The NZX 50 Index fell 7.95 points, or 0.2 per cent, to 5179.4. Within the index, 25 shares fell, 18 rose and seven were unchanged. Turnover was $81.6 million. Trading on the NZX was halted for 20 minutes yesterday morning, owing to a system error in the stockmarket operator’s software.
Nuplex declined 4.2 per cent to $3.22 after it cut its full-year earnings guidance for a second time, saying competition across its Australia and New Zealand business has squeezed margins for both resins and specialty chemicals. Earnings before interest, tax, depreciation and amortisation for the 12 months ending June 30 was now expected to be between $121 million and $125 million, compared with guidance issued four months ago for ebitda to fall within the lower end of a range of $130 million to $145 million.
“For long suffering shareholders, who have been waiting for the transformational strategy to turn the business around by cutting costs and so on, it is another disappointment that that process is still ongoing,” said James Smalley, director at Hamilton Hindin Greene.
“One could say investors didn’t really set the bar too high for Nuplex, although it is always disappointing to have a downgrade. The market wasn’t expecting great things from the company anyway.”

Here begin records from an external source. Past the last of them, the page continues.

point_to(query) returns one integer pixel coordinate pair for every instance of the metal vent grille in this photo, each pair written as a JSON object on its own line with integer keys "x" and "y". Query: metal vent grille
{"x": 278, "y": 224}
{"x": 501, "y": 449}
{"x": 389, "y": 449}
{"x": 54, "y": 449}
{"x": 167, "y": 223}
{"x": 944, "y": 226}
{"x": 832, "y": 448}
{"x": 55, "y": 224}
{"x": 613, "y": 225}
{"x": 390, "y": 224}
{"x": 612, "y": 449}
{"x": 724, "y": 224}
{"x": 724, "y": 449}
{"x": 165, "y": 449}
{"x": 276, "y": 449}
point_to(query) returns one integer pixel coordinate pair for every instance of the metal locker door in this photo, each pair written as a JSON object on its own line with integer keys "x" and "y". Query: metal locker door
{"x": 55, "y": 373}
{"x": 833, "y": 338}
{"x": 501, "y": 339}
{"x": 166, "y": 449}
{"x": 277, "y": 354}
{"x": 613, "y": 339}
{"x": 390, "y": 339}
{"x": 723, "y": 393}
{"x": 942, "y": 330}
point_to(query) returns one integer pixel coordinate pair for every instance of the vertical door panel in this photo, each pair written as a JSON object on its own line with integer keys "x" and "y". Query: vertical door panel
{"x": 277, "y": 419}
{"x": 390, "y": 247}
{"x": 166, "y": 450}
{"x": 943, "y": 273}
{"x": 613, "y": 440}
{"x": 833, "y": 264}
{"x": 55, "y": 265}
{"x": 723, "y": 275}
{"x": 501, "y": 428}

NZOG fell 4.3 per cent to 78c after announcing the cost of the US$27 million ($32 million) exploratory Oi well offshore Taranaki has risen to US$40 million, largely as a result of the drilling partners being forced to plug and abandon the first well.
The well is a partnership between operator AWE (31.25 per cent), Pan Pacific Petroleum (50 per cent) and NZOG (18.75 per cent), with costs of the re-drill to be borne by the partners in proportion to their shareholdings in the prospect.

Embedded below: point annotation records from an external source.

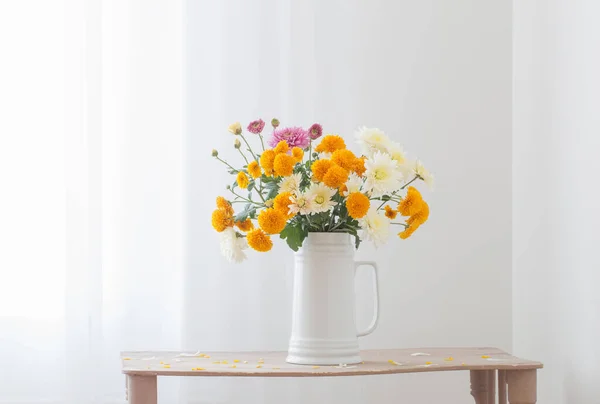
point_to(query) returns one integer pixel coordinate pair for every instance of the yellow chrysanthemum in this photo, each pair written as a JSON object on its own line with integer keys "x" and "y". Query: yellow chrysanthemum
{"x": 344, "y": 158}
{"x": 358, "y": 167}
{"x": 390, "y": 213}
{"x": 330, "y": 143}
{"x": 282, "y": 147}
{"x": 357, "y": 204}
{"x": 223, "y": 203}
{"x": 406, "y": 233}
{"x": 254, "y": 169}
{"x": 246, "y": 225}
{"x": 242, "y": 180}
{"x": 266, "y": 161}
{"x": 336, "y": 176}
{"x": 284, "y": 165}
{"x": 298, "y": 154}
{"x": 221, "y": 219}
{"x": 272, "y": 220}
{"x": 320, "y": 168}
{"x": 420, "y": 217}
{"x": 282, "y": 202}
{"x": 412, "y": 202}
{"x": 259, "y": 241}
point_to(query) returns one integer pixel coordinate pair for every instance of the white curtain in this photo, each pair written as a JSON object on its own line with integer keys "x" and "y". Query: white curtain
{"x": 92, "y": 206}
{"x": 149, "y": 87}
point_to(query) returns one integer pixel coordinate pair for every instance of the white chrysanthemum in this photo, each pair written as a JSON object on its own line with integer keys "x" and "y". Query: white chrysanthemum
{"x": 397, "y": 152}
{"x": 383, "y": 175}
{"x": 372, "y": 140}
{"x": 321, "y": 195}
{"x": 353, "y": 184}
{"x": 421, "y": 171}
{"x": 375, "y": 226}
{"x": 301, "y": 204}
{"x": 232, "y": 246}
{"x": 290, "y": 183}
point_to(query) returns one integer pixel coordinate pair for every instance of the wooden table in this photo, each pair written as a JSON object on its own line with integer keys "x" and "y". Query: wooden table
{"x": 516, "y": 378}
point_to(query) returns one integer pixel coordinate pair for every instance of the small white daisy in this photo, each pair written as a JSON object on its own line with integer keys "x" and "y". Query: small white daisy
{"x": 372, "y": 140}
{"x": 301, "y": 204}
{"x": 383, "y": 175}
{"x": 233, "y": 245}
{"x": 321, "y": 196}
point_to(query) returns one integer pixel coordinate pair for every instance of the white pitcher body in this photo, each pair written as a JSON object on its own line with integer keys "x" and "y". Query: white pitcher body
{"x": 323, "y": 325}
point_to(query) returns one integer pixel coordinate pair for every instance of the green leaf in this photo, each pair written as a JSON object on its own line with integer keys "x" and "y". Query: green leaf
{"x": 294, "y": 234}
{"x": 249, "y": 211}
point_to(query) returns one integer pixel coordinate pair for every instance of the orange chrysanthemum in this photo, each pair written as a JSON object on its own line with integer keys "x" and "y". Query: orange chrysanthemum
{"x": 336, "y": 176}
{"x": 221, "y": 219}
{"x": 284, "y": 165}
{"x": 298, "y": 154}
{"x": 411, "y": 203}
{"x": 266, "y": 161}
{"x": 330, "y": 143}
{"x": 357, "y": 204}
{"x": 420, "y": 217}
{"x": 390, "y": 213}
{"x": 246, "y": 225}
{"x": 282, "y": 147}
{"x": 223, "y": 203}
{"x": 406, "y": 233}
{"x": 282, "y": 202}
{"x": 259, "y": 241}
{"x": 344, "y": 158}
{"x": 242, "y": 180}
{"x": 272, "y": 221}
{"x": 254, "y": 169}
{"x": 359, "y": 166}
{"x": 320, "y": 168}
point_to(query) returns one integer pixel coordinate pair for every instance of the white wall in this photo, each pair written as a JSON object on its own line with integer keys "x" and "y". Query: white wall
{"x": 436, "y": 76}
{"x": 555, "y": 223}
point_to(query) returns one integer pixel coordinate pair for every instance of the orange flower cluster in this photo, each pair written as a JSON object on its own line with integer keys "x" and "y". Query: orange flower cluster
{"x": 415, "y": 208}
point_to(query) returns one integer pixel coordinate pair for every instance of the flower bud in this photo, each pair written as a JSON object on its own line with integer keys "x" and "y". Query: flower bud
{"x": 235, "y": 128}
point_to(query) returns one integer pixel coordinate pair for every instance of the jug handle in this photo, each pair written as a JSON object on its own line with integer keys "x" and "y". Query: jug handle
{"x": 375, "y": 319}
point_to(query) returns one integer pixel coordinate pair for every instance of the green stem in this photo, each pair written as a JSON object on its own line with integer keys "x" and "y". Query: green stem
{"x": 245, "y": 199}
{"x": 249, "y": 148}
{"x": 226, "y": 163}
{"x": 247, "y": 162}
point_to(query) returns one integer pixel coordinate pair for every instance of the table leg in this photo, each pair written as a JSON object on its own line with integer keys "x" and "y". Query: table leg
{"x": 502, "y": 387}
{"x": 522, "y": 386}
{"x": 141, "y": 389}
{"x": 482, "y": 386}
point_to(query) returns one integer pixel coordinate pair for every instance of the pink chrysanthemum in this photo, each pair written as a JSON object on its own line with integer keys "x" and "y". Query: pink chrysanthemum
{"x": 315, "y": 131}
{"x": 294, "y": 137}
{"x": 256, "y": 126}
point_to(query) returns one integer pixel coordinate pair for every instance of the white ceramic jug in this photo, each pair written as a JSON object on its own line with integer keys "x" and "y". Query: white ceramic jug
{"x": 323, "y": 325}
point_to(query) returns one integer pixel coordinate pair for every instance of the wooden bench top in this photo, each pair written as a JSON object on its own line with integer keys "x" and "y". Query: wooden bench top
{"x": 272, "y": 364}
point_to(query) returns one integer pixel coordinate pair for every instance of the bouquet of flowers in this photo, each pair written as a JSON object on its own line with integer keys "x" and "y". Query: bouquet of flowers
{"x": 305, "y": 182}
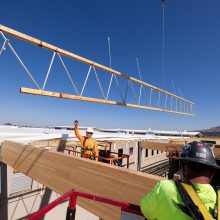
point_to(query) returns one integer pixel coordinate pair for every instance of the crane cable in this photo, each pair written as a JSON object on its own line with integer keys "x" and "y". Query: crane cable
{"x": 163, "y": 43}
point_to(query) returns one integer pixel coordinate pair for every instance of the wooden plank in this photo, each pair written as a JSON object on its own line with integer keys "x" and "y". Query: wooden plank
{"x": 40, "y": 43}
{"x": 88, "y": 99}
{"x": 61, "y": 172}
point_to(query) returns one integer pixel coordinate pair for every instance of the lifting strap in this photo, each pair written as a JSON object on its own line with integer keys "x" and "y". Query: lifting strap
{"x": 192, "y": 201}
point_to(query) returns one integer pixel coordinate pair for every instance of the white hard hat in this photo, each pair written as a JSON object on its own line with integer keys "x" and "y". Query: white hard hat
{"x": 90, "y": 130}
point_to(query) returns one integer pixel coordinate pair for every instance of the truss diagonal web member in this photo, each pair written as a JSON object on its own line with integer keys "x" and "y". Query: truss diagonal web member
{"x": 163, "y": 103}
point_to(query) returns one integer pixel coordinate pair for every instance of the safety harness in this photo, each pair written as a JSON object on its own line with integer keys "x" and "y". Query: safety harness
{"x": 90, "y": 149}
{"x": 193, "y": 203}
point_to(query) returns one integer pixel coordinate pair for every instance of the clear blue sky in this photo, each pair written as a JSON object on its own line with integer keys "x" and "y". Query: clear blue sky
{"x": 192, "y": 58}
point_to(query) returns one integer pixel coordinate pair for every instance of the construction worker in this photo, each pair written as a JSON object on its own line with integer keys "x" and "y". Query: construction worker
{"x": 89, "y": 144}
{"x": 191, "y": 197}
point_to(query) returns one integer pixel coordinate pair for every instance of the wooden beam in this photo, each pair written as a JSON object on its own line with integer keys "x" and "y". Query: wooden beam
{"x": 61, "y": 172}
{"x": 88, "y": 99}
{"x": 40, "y": 43}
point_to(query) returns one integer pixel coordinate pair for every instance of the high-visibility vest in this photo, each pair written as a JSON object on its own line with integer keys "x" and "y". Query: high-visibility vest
{"x": 194, "y": 205}
{"x": 84, "y": 149}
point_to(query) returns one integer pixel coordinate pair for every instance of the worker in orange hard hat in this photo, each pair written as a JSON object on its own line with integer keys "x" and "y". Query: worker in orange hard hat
{"x": 88, "y": 143}
{"x": 191, "y": 197}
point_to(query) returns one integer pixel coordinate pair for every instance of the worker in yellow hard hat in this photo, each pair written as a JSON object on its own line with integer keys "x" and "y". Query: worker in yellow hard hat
{"x": 191, "y": 197}
{"x": 88, "y": 143}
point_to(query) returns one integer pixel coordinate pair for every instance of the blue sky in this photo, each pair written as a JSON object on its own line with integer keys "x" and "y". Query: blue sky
{"x": 192, "y": 55}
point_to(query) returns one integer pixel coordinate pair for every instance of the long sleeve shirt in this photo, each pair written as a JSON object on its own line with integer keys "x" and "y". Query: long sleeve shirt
{"x": 88, "y": 142}
{"x": 165, "y": 202}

Pacific Edge climbed 7.1 per cent to 91c to be the best performer on the day. The Dunedin-based biotech company has declined 35 per cent year to date as investors mulled whether its high share price would match its potential earnings growth.
“It looks like a couple of large existing investors were liquidating their holdings. Now that selling pressure has eased, the stock is bouncing back up,” Smalley said.

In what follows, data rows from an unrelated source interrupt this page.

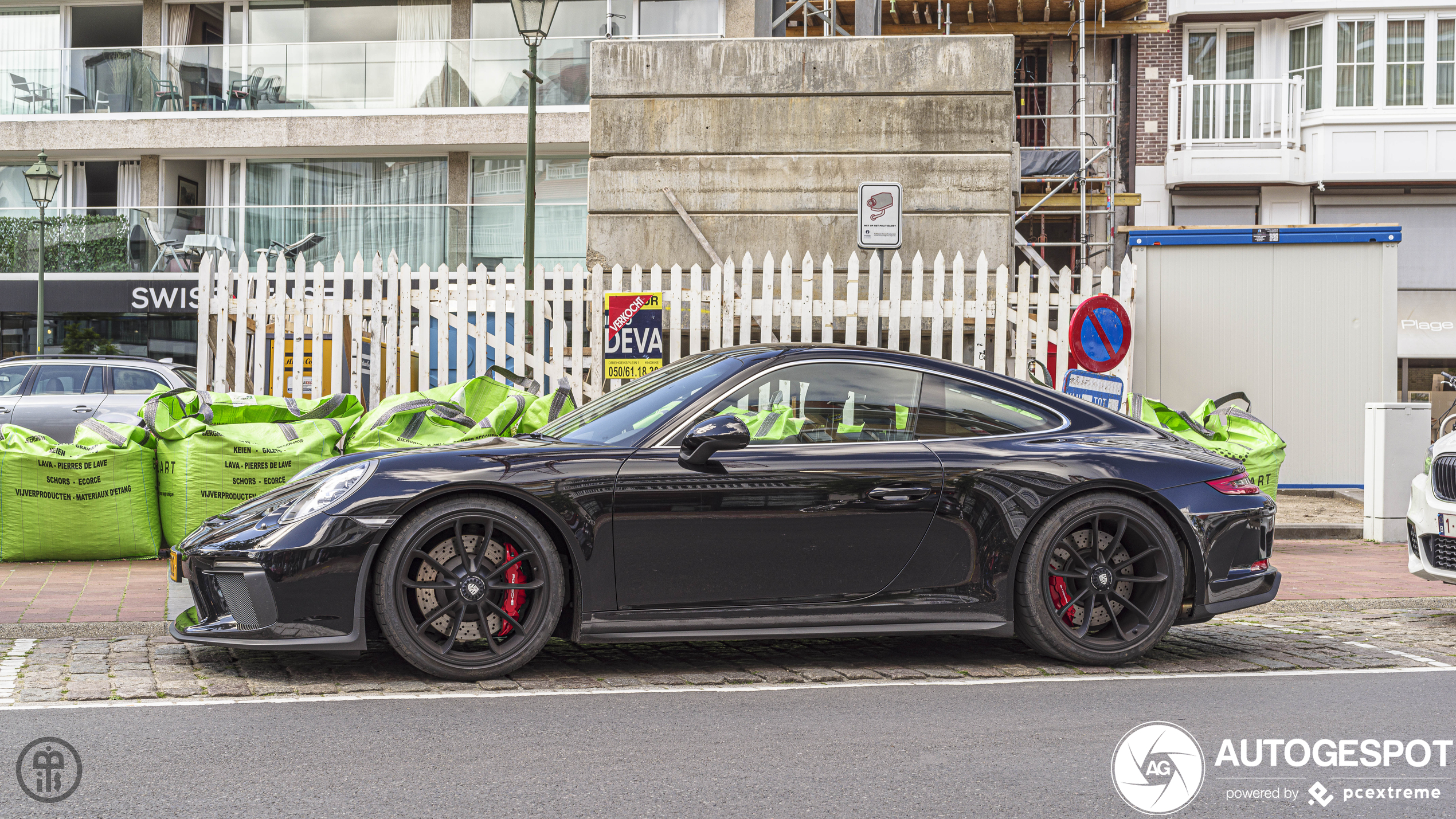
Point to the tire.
(472, 616)
(1133, 578)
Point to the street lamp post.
(533, 21)
(42, 181)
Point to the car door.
(130, 387)
(827, 502)
(12, 380)
(60, 398)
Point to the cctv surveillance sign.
(880, 215)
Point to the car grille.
(1443, 477)
(1442, 553)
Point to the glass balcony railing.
(143, 241)
(334, 76)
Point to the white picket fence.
(991, 319)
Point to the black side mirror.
(713, 436)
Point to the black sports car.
(758, 492)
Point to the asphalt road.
(1039, 750)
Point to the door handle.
(899, 493)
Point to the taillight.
(1236, 485)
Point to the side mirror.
(713, 436)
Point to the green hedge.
(73, 244)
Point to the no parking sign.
(1099, 335)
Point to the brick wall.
(1163, 52)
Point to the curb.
(150, 629)
(1318, 531)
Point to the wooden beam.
(1129, 12)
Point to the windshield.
(631, 411)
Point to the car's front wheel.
(469, 588)
(1099, 581)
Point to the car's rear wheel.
(469, 588)
(1099, 581)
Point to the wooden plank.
(896, 285)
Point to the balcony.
(315, 76)
(1235, 131)
(142, 241)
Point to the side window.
(60, 379)
(957, 409)
(12, 377)
(819, 403)
(130, 382)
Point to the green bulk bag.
(219, 450)
(1266, 449)
(93, 499)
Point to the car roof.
(101, 358)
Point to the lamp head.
(533, 19)
(42, 179)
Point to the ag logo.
(1158, 769)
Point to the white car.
(1432, 517)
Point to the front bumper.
(279, 587)
(1429, 555)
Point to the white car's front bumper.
(1424, 517)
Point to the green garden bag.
(1215, 431)
(219, 450)
(479, 407)
(93, 499)
(1239, 426)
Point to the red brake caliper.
(1059, 598)
(516, 598)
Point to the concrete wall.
(765, 143)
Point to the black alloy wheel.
(1099, 581)
(468, 588)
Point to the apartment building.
(1287, 112)
(362, 126)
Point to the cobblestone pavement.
(130, 668)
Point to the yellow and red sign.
(634, 334)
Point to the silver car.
(53, 393)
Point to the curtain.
(357, 206)
(213, 200)
(128, 185)
(420, 56)
(33, 41)
(79, 185)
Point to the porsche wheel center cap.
(472, 588)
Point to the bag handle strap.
(444, 409)
(1196, 426)
(322, 411)
(149, 412)
(529, 385)
(1232, 398)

Telecom declined 1.1 per cent to $2.685. Ryman Healthcare slipped 1.2 per cent to $8.37. Fisher & Paykel Healthcare fell 0.9 per cent to $4.67.
Fletcher Building rose 1 per cent to $9.24. Sky Network Television advanced 0.5 per cent to $6.65.
Burger Fuel Worldwide slipped 0.4 per cent to $2.51. The burger chain said full-year sales rose 20 per cent to $14.4 million while profit dropped 63 per cent to $401,000.
Outside the market, Serko said it had closed the retail portion of its share offer nine days early and may scale back public share requests after strong investor demand.
It expects to list on the main board of the NZX on June 24.